The Reds decided to pursue and sign former Dodgers and Royals reliever Jonathan Broxton though and have intentions to make him the new closer. With this move the Reds have decided to try Chapman as a starter. For a team that needs depth in the rotation, the move makes sense to bring one of your best players and try him at starter. Recent history tells us this isn’t a great move though.
In 2007, the New York Yankees brought Joba Chamberlain to their club and he had immediate success as a reliever. In 24 innings Chamberlain gave up 1 run and with him and Mariano Rivera the Yankees had one of the best bullpens in all of baseball. After another successful 2008 season though, the Yankees decided that they wanted to try to use Chamberlain in their depleted rotation. Since his move to the rotation, Chamberlain hasn’t been effective and more importantly hasn’t been able to stay healthy.
This past year, the Red Sox decided to bring their young closer Daniel Bard into the rotation. Bard hadn’t had the success of Chamberlain or Chapman, but he was a good pitcher for the Red Sox in the bullpen. When brought into the rotation, the Daniel Bard experiment was a disaster. Bard posted a 6.22 ERA and had major accuracy challenges before the Sox decided to send him back to AAA Pawtucket.
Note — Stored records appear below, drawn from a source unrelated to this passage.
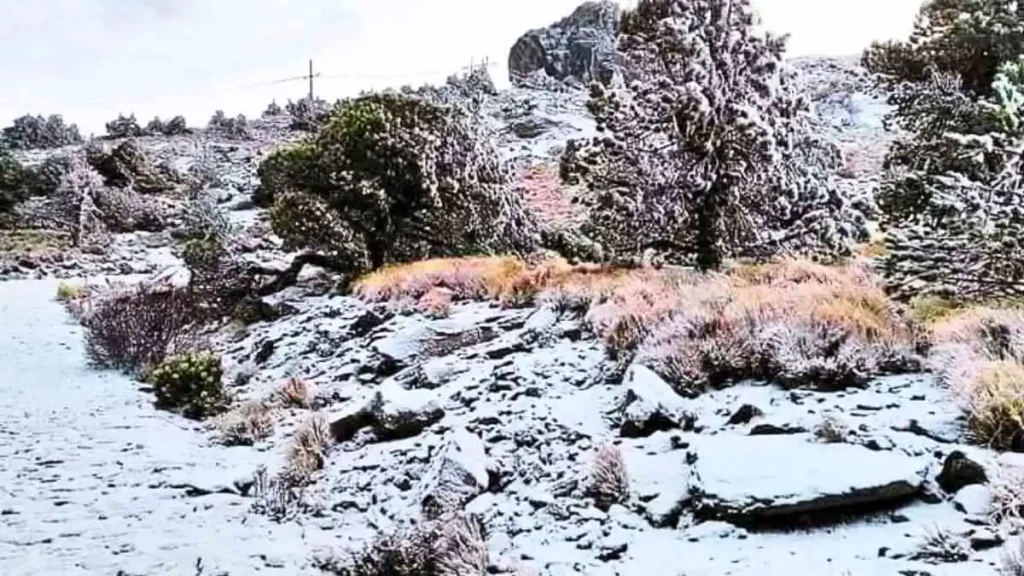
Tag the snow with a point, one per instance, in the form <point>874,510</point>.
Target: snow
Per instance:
<point>94,480</point>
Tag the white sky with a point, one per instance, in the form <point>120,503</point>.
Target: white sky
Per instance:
<point>90,59</point>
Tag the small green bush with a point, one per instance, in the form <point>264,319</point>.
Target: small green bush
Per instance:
<point>192,384</point>
<point>393,178</point>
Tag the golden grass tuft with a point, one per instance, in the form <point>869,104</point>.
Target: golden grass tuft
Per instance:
<point>309,447</point>
<point>68,292</point>
<point>246,424</point>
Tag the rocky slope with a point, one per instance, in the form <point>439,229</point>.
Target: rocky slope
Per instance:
<point>503,409</point>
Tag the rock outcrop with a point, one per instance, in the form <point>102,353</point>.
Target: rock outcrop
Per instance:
<point>578,48</point>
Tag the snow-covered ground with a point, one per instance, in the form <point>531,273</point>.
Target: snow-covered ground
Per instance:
<point>94,481</point>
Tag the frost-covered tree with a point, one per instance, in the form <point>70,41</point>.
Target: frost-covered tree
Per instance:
<point>308,115</point>
<point>970,244</point>
<point>969,38</point>
<point>173,127</point>
<point>124,127</point>
<point>707,155</point>
<point>392,178</point>
<point>936,79</point>
<point>29,132</point>
<point>237,128</point>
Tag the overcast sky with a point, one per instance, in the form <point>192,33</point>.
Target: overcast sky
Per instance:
<point>90,59</point>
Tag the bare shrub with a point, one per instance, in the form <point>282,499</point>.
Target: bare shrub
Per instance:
<point>309,447</point>
<point>452,545</point>
<point>830,430</point>
<point>246,424</point>
<point>942,544</point>
<point>294,392</point>
<point>133,328</point>
<point>1013,561</point>
<point>979,353</point>
<point>1008,497</point>
<point>608,483</point>
<point>276,497</point>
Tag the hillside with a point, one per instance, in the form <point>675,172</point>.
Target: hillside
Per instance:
<point>411,397</point>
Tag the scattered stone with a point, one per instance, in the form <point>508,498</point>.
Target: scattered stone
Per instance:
<point>958,470</point>
<point>649,405</point>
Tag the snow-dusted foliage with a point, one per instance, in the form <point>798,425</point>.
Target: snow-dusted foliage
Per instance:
<point>128,166</point>
<point>308,115</point>
<point>29,132</point>
<point>237,128</point>
<point>395,177</point>
<point>965,239</point>
<point>124,127</point>
<point>969,38</point>
<point>173,127</point>
<point>708,153</point>
<point>13,180</point>
<point>272,109</point>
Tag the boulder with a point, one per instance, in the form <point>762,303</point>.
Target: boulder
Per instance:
<point>650,405</point>
<point>958,471</point>
<point>580,47</point>
<point>780,479</point>
<point>459,472</point>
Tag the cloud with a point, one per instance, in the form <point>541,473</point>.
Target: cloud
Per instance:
<point>90,59</point>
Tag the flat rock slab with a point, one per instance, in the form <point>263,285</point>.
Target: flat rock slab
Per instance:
<point>764,479</point>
Being a starting pitcher is a whole different situation than those that the closer faces. They aren’t used to pitching long games and the wear it puts on a starting pitchers arm is nothing like what a closer endures throughout the season. It could be especially troubling for the hard throwing Chapman, who consistently throws his fastball around 103 MPH. Chapman has also raised concerns over his pitch control, which would be magnified as a starter.
History tells us that moving a closer to the starting rotation is an awful idea. Why the Reds would want to mess up a great situation that they have with Chapman at closer makes no sense. The move won’t turn out good for Chapman or the Reds and it should be stopped before it ever starts.